James from the Postal Service at our meeting |
James from the United States Postal Service dropped by to beg for our help! AWESOME! He told us that there is a CRAZY FAT CAT CONSPIRACY TO KILL THE POSTAL SERVICE! We LOVE conspiracies, and believe almost all that we hear about! So he begged PLEASE HELP US OCCUPY PORTLAND but also said that the national postal worker union won't ask OCCUPY for help because they are scared of us! HA HA HA
SO we will March on January 8, AROUND AND AROUND AND AROUND IN SOME BIG CRAZY CIRCLE and then the FAT CATS WILL STOP TRYING TO KILL THE POSTAL SERVICE! AWESOME!
We let him beg for a little bit cause it was funny! Then we voted HOORAY FOR US! This could be an even bigger success than OCCUPY THE PORTS THING! WE KNOW that when the fat cats see OCCUPY PORTLAND MARCHING IN CIRCLES AND BEATING A DRUM AND STUFF they will run away and hide!
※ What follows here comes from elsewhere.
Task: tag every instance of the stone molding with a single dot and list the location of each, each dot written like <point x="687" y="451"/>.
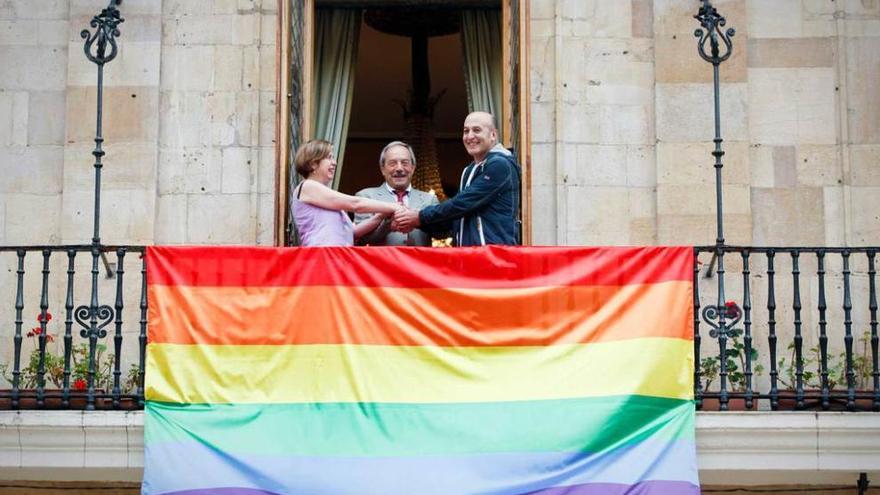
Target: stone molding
<point x="751" y="448"/>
We met downtown and had some other stuff to talk about but it was pretty cold and windy so we hurried up and I FORGOT WHAT WE AGREED TO! BUT it was cool cause WE GOT OUT OF OUR PLAYHOUSE AND MET OUTDOORS! Lately the playhouse is full of RAINBOW PEOPLE that are always putting down sacred sage and crap and talking nonsense! One of them got his spices mixed up and sprinkled CURRY POWDER ALL OVER THE OFFICE instead of sacred sage and now OUR OFFICE PLAYHOUSE SMELLS LIKE AN EAST INDIAN BUFFET! Bogus. One RAINBOW did show up (pictured left) but he didn't talk or move or do diddly and some dude said that the RAINBOW DUDE WAS JUST FIXING HIS AURA or something like that. WHATEVER!
David Osborne |
Once we save the UNITED STATES POSTAL SERVICE I am sure that maybe those goofy RAINBOW FAMILY BOZOS will go away and party someplace else BECAUSE WE WILL PROVE THAT WE ARE A POLITICAL GROUP and not a place for stoner burnouts like the rainbows. I mean, for REAL! HOW CAN WE RUN A REVOLUTION WHEN SOME IDIOT SPRINKLES CURRY POWDER ALL OVER!